When I first began researching rodeo cowgirls for my dissertation, one archivist told me to quit. She said I was looking for a needle in a haystack and I would not find sources adequate for a dissertation on women. Not to be deterred by one grump, I continued looking. It hasn’t been easy, and not just because part of my dissertation includes the “black hole” in rodeo that is part of this Digital History project at Oklahoma State University. This “black hole” as you may recall from previous posts is from 1929-1949, when women began to be forced out of certain events in what is now professional rodeo and in which they had been competing since rodeo began.
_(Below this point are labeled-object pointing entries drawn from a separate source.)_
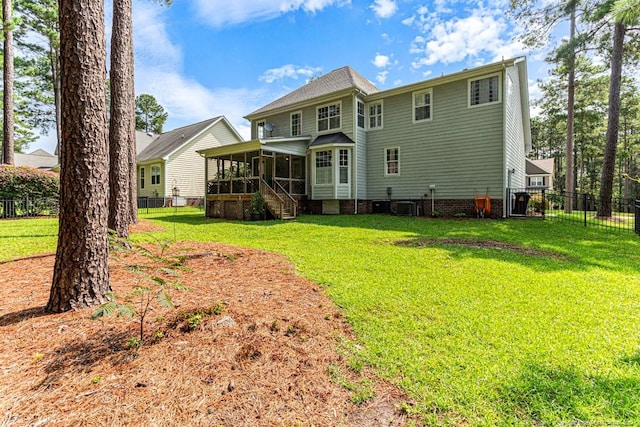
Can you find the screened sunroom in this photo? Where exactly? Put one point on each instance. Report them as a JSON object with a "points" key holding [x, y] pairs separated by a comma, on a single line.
{"points": [[275, 168]]}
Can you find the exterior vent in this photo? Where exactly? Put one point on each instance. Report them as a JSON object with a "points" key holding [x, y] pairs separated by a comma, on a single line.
{"points": [[406, 208], [330, 207]]}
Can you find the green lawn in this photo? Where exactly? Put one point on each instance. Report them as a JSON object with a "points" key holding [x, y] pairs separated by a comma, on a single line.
{"points": [[542, 326]]}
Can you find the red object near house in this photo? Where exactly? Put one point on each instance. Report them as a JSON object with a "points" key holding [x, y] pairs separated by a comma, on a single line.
{"points": [[482, 206]]}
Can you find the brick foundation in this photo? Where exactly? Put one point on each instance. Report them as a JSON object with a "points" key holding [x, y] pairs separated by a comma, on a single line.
{"points": [[448, 208]]}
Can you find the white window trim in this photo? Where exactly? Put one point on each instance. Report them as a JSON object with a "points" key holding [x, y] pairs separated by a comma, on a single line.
{"points": [[159, 166], [486, 76], [142, 177], [368, 115], [413, 103], [364, 112], [339, 166], [299, 113], [260, 124], [315, 168], [385, 161], [339, 103]]}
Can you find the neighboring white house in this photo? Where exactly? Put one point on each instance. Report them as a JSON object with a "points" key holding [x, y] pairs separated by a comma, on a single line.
{"points": [[170, 160], [37, 159]]}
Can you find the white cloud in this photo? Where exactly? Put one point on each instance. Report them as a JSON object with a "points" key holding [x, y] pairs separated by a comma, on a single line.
{"points": [[381, 77], [288, 71], [384, 8], [218, 13], [381, 61], [477, 38]]}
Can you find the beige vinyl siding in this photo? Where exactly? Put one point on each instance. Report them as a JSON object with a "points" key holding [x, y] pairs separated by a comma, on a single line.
{"points": [[460, 150], [514, 130], [151, 190]]}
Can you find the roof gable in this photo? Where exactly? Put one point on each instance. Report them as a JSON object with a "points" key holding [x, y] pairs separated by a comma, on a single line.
{"points": [[540, 167], [171, 141], [337, 80]]}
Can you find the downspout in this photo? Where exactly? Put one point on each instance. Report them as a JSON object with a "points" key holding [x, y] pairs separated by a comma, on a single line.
{"points": [[355, 153], [504, 142], [165, 161], [206, 181]]}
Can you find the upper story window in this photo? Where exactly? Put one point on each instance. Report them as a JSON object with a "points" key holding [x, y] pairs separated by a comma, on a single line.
{"points": [[329, 117], [536, 181], [155, 174], [422, 105], [392, 161], [296, 124], [485, 90], [360, 114], [375, 115], [324, 169], [260, 129]]}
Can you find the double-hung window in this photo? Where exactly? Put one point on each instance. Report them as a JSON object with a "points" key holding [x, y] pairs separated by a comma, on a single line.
{"points": [[329, 117], [360, 114], [260, 129], [485, 90], [324, 168], [296, 124], [375, 115], [536, 181], [392, 161], [422, 102], [155, 174], [344, 166]]}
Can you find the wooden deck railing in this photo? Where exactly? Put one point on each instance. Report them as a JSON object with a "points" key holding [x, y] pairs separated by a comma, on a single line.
{"points": [[280, 204]]}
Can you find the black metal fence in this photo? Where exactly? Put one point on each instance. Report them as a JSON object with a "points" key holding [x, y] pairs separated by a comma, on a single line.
{"points": [[161, 204], [40, 207], [29, 207], [580, 208]]}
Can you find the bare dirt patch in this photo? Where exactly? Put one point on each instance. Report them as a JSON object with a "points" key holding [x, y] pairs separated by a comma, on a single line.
{"points": [[264, 360]]}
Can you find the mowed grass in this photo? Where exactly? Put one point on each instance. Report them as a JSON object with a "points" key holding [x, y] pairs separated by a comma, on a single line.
{"points": [[541, 325]]}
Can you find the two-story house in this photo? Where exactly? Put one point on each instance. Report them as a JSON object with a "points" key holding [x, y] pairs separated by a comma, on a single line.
{"points": [[340, 145]]}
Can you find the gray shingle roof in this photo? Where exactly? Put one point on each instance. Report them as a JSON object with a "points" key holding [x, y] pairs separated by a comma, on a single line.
{"points": [[332, 138], [335, 81], [168, 142]]}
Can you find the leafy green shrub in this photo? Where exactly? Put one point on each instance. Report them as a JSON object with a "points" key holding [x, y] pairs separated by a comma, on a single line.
{"points": [[23, 181]]}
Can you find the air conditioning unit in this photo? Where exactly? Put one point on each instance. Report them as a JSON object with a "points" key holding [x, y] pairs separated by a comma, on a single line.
{"points": [[406, 208]]}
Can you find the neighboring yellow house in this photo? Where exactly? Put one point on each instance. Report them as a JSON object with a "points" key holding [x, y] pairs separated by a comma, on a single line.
{"points": [[170, 160]]}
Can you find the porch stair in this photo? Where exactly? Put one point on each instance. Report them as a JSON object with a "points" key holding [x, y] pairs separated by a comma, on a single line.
{"points": [[279, 202]]}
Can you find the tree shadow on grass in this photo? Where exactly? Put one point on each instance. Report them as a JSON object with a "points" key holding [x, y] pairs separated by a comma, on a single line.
{"points": [[22, 315], [552, 396], [463, 248]]}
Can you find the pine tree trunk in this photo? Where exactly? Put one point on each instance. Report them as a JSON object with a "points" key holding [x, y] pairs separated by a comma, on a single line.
{"points": [[8, 125], [569, 181], [81, 274], [609, 163], [122, 118]]}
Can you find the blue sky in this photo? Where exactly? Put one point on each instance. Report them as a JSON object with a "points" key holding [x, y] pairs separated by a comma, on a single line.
{"points": [[203, 58]]}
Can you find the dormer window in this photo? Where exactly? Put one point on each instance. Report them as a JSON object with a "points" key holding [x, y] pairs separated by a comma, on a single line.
{"points": [[329, 117]]}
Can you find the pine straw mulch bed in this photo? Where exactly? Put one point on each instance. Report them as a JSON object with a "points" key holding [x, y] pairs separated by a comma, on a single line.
{"points": [[270, 358]]}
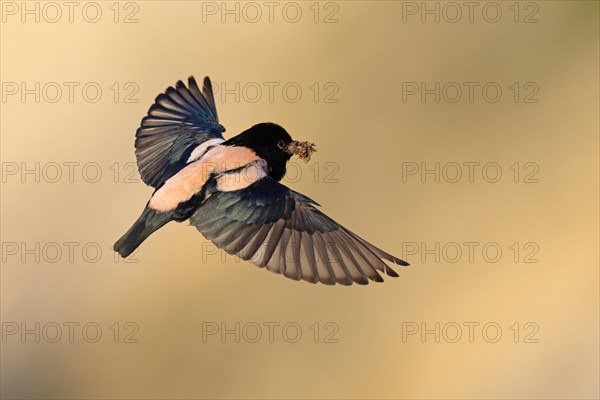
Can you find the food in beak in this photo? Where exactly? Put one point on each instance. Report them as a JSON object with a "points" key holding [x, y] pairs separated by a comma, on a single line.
{"points": [[302, 149]]}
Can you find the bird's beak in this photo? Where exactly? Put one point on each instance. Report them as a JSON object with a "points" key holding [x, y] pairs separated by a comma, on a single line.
{"points": [[302, 149]]}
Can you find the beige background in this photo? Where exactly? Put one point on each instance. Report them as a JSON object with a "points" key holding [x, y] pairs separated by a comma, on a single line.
{"points": [[171, 291]]}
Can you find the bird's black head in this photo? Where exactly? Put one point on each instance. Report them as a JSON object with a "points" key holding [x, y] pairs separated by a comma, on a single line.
{"points": [[271, 143]]}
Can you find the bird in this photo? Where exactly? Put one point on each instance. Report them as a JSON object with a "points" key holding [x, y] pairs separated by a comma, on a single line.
{"points": [[230, 190]]}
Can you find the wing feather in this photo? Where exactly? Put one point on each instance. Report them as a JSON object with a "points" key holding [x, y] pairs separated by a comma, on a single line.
{"points": [[180, 119], [274, 227]]}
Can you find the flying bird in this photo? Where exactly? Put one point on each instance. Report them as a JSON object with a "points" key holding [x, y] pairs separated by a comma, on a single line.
{"points": [[230, 191]]}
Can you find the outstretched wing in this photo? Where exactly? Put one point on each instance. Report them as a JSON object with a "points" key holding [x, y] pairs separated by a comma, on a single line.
{"points": [[272, 226], [180, 119]]}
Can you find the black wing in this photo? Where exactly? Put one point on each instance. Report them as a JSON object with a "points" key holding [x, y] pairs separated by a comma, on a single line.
{"points": [[179, 120], [272, 226]]}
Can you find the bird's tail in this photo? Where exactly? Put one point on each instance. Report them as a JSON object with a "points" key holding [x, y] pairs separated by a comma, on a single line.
{"points": [[145, 225]]}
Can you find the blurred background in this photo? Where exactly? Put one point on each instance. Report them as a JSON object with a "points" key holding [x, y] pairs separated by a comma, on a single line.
{"points": [[463, 138]]}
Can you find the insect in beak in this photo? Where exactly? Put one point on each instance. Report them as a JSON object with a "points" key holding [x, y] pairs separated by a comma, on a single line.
{"points": [[302, 149]]}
It is an underdeveloped area of study.
One of the reasons for that portentous word of caution directed at me a couple of years ago was that rodeo is a small-town event scattered across the United States and Canada as much as it is the big-name, big-city rodeos we all know today like Cheyenne, the Pendleton Round Up, Fort Worth, Denver, and of course Las Vegas. Many rodeo producers did not keep adequate records, if any, until the 1920s during the Golden Age of Rodeo, and even those records are haphazard and often not part of larger archival collections. Because of the travel on the rodeo circuit, and the number of producers who lost their businesses, the records are piecemeal at best. Nevertheless, some resources are available in local historical societies, local libraries and county libraries in towns where rodeo has a long history. Information on the more famous contestants, stock contractors, and producers is available at the larger archival collections such as the National Cowboy & Western Heritage Museum, the National Cowgirl Museum and Hall of Fame, and, for information after the organization of professional rodeo, the ProRodeo Hall of Fame – Museum of the American Cowboy. But of course this is not news to anyone who has even looked at rodeo history.
Add to all of this the typical challenges of researching women in history, which for the most part has been written by and about men. Because efforts to rectify this since the 1970s, the volume of literature has increased as scholars have reviewed the usefulness of traditional methodology and written about how we can better research women, including how to locate women’s sources. These lessons are particularly fitting for a tough subject like rodeo women. Having experience with this, here are what I would consider the top three most helpful hints and the results of my own hard work in researching this topic:
1 – Think outside the box. Often women’s resources are not found in the usual documents one finds when researching men. It requires piecing together evidence that is sometimes initially quite strange to the historian, such as, but not limited to: quilts, art, household account records, letters, and diaries, travel narratives, court documents, and even sermons. My recommendation for anyone working in women’s history is to read Contesting Archives: Finding Women in the Sources by Nupur Chaudhuri, Sherry J. Katz, and Mary Elizabeth Perry (see the Additional Resources link above for more information about this book).
2 – When you look for women in records, particularly where they shared a career with their husbands as in rodeo, look in the husband’s records. True, today it seems odd that she might still be known only by her affiliation with her husband – especially in archival records, but it is often where information is kept. Additionally, some women continued to rodeo under their maiden names, while others used their married names – either way, her information may still be listed in her husband’s collection.
3 – Finally, look for yourself! Don’t expect someone to do the work for you, and don’t expect these rules to be iron-clad; there are always exceptions. More times than not, when someone says there is nothing useful in a particular collection, this is false. Besides, that advice is hopefully from someone working on a different project than your own. Also, no matter how good your elevator speech is, or how well you describe your thesis and project in the brief letter of introduction to the archivist, he or she still has very limited knowledge about your work. Having said that, many archivists are very good at piecing together the materials and resources in their collections that will be of use to you, get to know them; talk to them about what you need and why you are looking for the information you seek. This is most successful when you do so in person. The bottom line is that you have to review the collection and see what is useful.